Cuba: Cápsula do tempo, Havana vive espera por mudanças

LUCIANA COELHO
da Folha de S.Paulo, em Cuba

Abstraia o tempo. A primeira impressão que se tem ao desembarcar em Cuba é que ali ele paira em suspenso. Nos relógios, no calendário e principalmente na vida das pessoas.

A "ilha do dia anterior", como a chamou o jornalista e escritor americano Jon Lee Anderson, tem ritmo próprio, encapsulada numa época que já não há.

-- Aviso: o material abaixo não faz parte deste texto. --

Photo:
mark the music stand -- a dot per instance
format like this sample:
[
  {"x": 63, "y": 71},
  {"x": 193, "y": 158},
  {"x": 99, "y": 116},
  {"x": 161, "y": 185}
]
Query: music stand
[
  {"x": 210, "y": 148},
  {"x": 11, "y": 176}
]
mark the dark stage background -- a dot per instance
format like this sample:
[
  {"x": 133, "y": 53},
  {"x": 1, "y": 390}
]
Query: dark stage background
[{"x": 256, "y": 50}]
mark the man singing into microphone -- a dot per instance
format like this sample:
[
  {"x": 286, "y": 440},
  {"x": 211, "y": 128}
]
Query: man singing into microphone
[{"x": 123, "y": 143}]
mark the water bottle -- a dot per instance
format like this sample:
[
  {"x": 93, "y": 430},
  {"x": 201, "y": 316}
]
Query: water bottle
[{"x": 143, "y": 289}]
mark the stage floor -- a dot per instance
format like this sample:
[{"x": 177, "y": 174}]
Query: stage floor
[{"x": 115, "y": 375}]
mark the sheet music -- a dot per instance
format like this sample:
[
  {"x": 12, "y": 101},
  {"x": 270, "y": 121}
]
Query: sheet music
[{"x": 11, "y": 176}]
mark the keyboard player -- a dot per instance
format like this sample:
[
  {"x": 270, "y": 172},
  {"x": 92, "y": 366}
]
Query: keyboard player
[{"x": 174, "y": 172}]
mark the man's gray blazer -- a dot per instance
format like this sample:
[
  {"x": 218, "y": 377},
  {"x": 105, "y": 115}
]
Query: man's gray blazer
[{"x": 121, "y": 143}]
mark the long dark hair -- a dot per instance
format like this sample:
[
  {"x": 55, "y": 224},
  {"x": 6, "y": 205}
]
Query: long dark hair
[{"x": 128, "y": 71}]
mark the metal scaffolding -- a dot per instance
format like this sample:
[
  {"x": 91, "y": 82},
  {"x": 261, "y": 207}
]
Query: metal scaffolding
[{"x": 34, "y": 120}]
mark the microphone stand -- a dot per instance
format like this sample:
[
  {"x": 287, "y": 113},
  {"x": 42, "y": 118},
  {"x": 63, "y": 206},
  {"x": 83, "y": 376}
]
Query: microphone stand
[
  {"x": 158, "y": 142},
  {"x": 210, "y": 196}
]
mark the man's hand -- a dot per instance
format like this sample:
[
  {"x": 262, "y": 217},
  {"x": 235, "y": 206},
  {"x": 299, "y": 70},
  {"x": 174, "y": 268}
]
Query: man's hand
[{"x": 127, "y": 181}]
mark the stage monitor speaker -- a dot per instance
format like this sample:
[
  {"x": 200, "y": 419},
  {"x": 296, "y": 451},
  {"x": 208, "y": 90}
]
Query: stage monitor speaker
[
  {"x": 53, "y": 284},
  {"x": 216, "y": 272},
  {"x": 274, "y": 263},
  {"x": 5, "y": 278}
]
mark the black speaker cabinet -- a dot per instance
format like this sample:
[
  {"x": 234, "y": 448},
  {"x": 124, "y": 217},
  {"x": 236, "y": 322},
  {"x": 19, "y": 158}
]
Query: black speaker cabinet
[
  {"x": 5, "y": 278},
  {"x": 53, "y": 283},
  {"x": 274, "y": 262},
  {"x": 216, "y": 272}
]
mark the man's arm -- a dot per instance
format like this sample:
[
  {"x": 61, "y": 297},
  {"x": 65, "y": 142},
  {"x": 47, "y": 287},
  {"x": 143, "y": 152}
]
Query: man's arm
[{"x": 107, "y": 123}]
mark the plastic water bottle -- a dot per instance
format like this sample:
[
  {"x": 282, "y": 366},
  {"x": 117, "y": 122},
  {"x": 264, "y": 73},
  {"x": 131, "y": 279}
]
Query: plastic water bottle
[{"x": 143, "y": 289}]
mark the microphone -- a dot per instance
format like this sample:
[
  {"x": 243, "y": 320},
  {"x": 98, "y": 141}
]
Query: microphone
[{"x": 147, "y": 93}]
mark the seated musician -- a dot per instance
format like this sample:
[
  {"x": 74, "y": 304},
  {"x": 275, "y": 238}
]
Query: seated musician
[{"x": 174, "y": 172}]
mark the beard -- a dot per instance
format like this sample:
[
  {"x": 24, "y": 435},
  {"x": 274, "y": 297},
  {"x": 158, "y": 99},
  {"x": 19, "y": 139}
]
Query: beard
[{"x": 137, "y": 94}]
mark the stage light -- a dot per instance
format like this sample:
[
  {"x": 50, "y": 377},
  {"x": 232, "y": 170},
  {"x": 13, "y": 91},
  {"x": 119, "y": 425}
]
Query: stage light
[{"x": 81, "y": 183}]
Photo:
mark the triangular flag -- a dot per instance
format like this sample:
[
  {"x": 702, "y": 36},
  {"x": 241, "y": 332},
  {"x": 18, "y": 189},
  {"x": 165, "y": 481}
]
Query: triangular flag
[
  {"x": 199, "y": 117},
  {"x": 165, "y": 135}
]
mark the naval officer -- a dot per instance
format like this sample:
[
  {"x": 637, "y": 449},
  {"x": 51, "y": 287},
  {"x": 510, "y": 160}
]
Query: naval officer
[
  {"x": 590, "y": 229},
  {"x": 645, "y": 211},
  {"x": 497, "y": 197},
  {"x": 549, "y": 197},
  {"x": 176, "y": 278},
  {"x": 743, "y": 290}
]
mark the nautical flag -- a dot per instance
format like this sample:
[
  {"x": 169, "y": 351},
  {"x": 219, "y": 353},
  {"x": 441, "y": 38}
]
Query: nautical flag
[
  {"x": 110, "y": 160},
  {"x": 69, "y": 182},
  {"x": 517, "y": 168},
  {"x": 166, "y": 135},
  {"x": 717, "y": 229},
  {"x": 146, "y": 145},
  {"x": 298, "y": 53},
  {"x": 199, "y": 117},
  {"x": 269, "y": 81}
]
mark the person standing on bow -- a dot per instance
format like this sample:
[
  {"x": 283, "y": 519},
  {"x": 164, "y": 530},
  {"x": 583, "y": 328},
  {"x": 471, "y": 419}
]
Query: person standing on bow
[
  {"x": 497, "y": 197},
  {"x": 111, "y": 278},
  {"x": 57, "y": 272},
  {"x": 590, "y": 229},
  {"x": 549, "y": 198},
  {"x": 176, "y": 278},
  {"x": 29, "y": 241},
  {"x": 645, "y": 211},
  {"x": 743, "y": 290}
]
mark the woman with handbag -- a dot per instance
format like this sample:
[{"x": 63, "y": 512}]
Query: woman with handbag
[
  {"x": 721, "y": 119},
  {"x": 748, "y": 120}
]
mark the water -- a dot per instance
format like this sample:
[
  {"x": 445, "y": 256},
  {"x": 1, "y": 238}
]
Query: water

Os anos de triunfo da revolução --aquelas duas décadas que seguiram a tomada do poder por Fidel Castro, em 1959-- estão cristalizados sobretudo na capital. Nos museus de um nacionalismo quase ingênuo (o Museu da Revolução, apesar do quê de feira de ciências escolar, explica muito sobre o país). Nas praças repletas de livreiros com suas conversas cheias de política e história.

Nas escolas de portas abertas para as ruas para que os transeuntes vejam que tipo de educação estão recebendo os pequenos cubanos. Nos carros rabo-de-peixe que desafiam incólumes a era dos bens descartáveis. Nas ruas de paralelepípedos e casas recém-pintadas num impulso para atrair mais turistas nos últimos dez anos convivendo ao lado de cortiços dos quais saem crianças aos borbotões e onde adultos comentam o último capítulo da novela (brasileira). E na conversa das pessoas.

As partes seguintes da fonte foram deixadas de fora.